Posted in Blog, Christianity

Frances Ridley Havergal was, by all accounts, a remarkable woman: linguist (speaking French and German and reading Hebrew and New Testament Greek), musician, poet, athlete, swimmer and mountain climber. She was also a devout Christian with an intense sense of commitment to God which she desperately wanted others to share. In February 1874, when she was 38 years old, she visited Areley House, on a bank of the river Severn in Worcestershire. Today, Areley House is a residential home caring for people with dementia, but in the 1870s it was a retreat centre, almost like a mini Lee Abbey. On the last night of her visit, she wrote in her journal, There were ten persons in the house, some unconverted and long prayed for, some converted, but not rejoicing Christians. He gave me the prayer ‘Lord, give me all in this house!’ And he just did! Before I left the house everyone had got a blessing. The last night of my visit … I was too happy to sleep, and passed most of the night in praise and renewal of my own consecration; and these little couplets formed themselves, and chimed in my heart one after another till they finished with ‘Ever, Only, ALL for Thee!’

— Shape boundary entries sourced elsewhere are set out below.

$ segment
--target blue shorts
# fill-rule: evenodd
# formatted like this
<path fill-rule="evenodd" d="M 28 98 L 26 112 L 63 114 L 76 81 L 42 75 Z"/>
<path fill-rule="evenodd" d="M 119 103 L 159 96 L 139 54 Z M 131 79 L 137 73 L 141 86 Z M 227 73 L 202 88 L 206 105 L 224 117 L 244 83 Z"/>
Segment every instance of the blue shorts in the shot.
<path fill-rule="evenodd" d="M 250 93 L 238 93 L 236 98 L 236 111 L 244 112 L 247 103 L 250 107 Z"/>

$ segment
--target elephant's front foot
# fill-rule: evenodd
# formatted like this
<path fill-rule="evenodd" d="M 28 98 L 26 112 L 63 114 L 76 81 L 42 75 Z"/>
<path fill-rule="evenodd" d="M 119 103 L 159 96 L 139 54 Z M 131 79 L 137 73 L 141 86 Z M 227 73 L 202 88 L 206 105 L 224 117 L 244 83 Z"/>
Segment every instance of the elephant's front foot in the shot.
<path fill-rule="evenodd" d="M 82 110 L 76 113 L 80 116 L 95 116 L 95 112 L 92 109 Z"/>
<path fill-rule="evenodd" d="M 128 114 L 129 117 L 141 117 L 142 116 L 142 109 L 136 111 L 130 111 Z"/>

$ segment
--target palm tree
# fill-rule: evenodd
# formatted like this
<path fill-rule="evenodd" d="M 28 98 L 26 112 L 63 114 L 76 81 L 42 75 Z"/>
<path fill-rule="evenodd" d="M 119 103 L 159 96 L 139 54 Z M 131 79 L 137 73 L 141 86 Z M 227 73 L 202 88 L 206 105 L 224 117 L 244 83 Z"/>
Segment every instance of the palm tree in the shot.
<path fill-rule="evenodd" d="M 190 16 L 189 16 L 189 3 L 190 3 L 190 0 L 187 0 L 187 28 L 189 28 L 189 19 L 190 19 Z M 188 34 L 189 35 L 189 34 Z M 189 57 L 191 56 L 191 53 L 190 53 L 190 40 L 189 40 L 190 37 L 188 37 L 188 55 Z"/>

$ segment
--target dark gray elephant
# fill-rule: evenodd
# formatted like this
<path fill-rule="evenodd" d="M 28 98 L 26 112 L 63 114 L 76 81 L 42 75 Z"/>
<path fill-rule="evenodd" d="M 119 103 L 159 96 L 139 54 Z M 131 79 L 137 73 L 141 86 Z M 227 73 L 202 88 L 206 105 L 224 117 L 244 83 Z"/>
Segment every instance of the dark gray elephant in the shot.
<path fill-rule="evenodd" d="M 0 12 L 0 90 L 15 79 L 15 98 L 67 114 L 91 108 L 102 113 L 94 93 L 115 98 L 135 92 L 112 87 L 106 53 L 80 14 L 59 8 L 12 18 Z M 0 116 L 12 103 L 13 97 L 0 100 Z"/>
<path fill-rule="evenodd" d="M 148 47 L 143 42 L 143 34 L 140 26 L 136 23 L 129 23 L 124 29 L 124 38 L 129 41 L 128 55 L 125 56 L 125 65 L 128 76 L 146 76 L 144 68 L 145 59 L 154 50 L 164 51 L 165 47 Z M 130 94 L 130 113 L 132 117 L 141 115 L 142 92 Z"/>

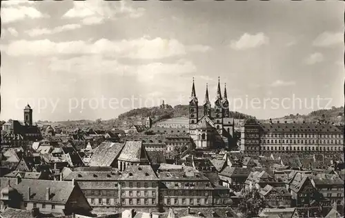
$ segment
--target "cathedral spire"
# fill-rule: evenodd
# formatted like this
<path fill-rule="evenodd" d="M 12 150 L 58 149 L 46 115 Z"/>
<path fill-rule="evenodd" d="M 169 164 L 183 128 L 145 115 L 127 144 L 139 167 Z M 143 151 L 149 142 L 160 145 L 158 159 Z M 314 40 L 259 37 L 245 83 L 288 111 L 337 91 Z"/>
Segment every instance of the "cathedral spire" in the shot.
<path fill-rule="evenodd" d="M 208 85 L 206 83 L 206 93 L 205 94 L 205 101 L 204 103 L 210 102 L 210 99 L 208 98 Z"/>
<path fill-rule="evenodd" d="M 192 95 L 191 95 L 190 97 L 192 99 L 197 97 L 197 95 L 195 95 L 195 86 L 194 85 L 194 77 L 193 77 L 193 84 L 192 86 Z"/>
<path fill-rule="evenodd" d="M 228 94 L 226 94 L 226 83 L 224 85 L 224 95 L 223 97 L 224 100 L 228 99 Z"/>
<path fill-rule="evenodd" d="M 217 99 L 221 99 L 221 92 L 220 90 L 220 77 L 218 77 L 218 88 L 217 88 Z"/>

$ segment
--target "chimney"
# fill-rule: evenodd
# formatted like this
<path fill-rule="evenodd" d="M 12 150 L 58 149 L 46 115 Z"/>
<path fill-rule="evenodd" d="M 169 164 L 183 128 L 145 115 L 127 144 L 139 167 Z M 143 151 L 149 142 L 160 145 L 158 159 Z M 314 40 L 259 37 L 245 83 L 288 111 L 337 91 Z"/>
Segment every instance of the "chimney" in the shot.
<path fill-rule="evenodd" d="M 50 197 L 50 188 L 46 188 L 46 200 L 49 201 Z"/>
<path fill-rule="evenodd" d="M 135 210 L 134 209 L 130 210 L 130 218 L 133 218 L 135 215 Z"/>
<path fill-rule="evenodd" d="M 30 200 L 30 197 L 31 196 L 31 188 L 28 187 L 28 200 Z"/>
<path fill-rule="evenodd" d="M 230 215 L 229 211 L 228 211 L 228 210 L 226 210 L 226 211 L 225 212 L 225 215 L 226 216 L 226 217 L 229 217 L 229 215 Z"/>
<path fill-rule="evenodd" d="M 31 209 L 31 214 L 33 217 L 37 217 L 39 215 L 39 208 L 33 208 Z"/>

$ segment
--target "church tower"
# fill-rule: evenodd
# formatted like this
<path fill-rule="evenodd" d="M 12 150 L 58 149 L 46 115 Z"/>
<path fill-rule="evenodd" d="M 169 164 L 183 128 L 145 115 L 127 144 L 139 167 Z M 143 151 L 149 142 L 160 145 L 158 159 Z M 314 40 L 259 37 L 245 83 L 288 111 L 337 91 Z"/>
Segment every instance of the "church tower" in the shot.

The ‘little couplets’, of course, formed the lovely hymn which remains popular today, Take my life and let it be. It has an unusual reference in verse 4 where Frances asks her Lord to take and use her ‘intellect’ as well as, in the other verses, her life, her moments, her hands, feet, voice, lips, silver and gold, will, heart and love. The final verse seems to pick up the image of the ‘woman who had lived a sinful life’ pouring out her treasure-store, the alabaster box of ointment, at the feet of Jesus (see Luke 7:36-50) making a moving climax to the hymn.

Four years later, in October 1878, Frances and her older sister, moved to a house close to the sea in Caswell Bay on the Gower peninsula. Here she finished her most influential prose work Kept for the Master’s Use, a commentary on her hymn Take my life, and developed a friendship with Samuel Gillespie Prout (1822-1911). Originally from Devon, Prout was the son of the water colourist Samuel Prout and himself a talented painter. She conducted Bible lessons and hymn singing in Newton school and with people living in nearby cottages, energetically making pastoral visits in the area.

Ira D Sankey and his wife visited the Gower on his way back to the USA after conducting one of his missions with the American evangelist D L Moody. Frances convinced him of the merits of a song by her friend Samuel Prout. Sankey’s last words to her were ‘We’ll meet again!’ to which she replied ‘Yes, if not here, in the bright city there!’

These were sadly prophetic words, because a few months later, on 3 June 1879, Frances died of acute peritonitis at the age of 42. It is said that she died singing the hymn Jesus I will trust Thee, trust thee with my soul to one of her own tunes. In July this year, Sheila and I visited the house where she lived with her sister for those happy but all too short months. The house, since named Havergal House, is currently shaded by trees which have been allowed to grow up around it since the photograph you see which was taken in 1987. But a plaque to Frances in the wall is still clearly visible. When I look due north across the Bristol channel from Ilfracombe (where I live) I often remember Frances Ridley Havergal, and her remarkable gifts, which outlive her in her matchless hymns.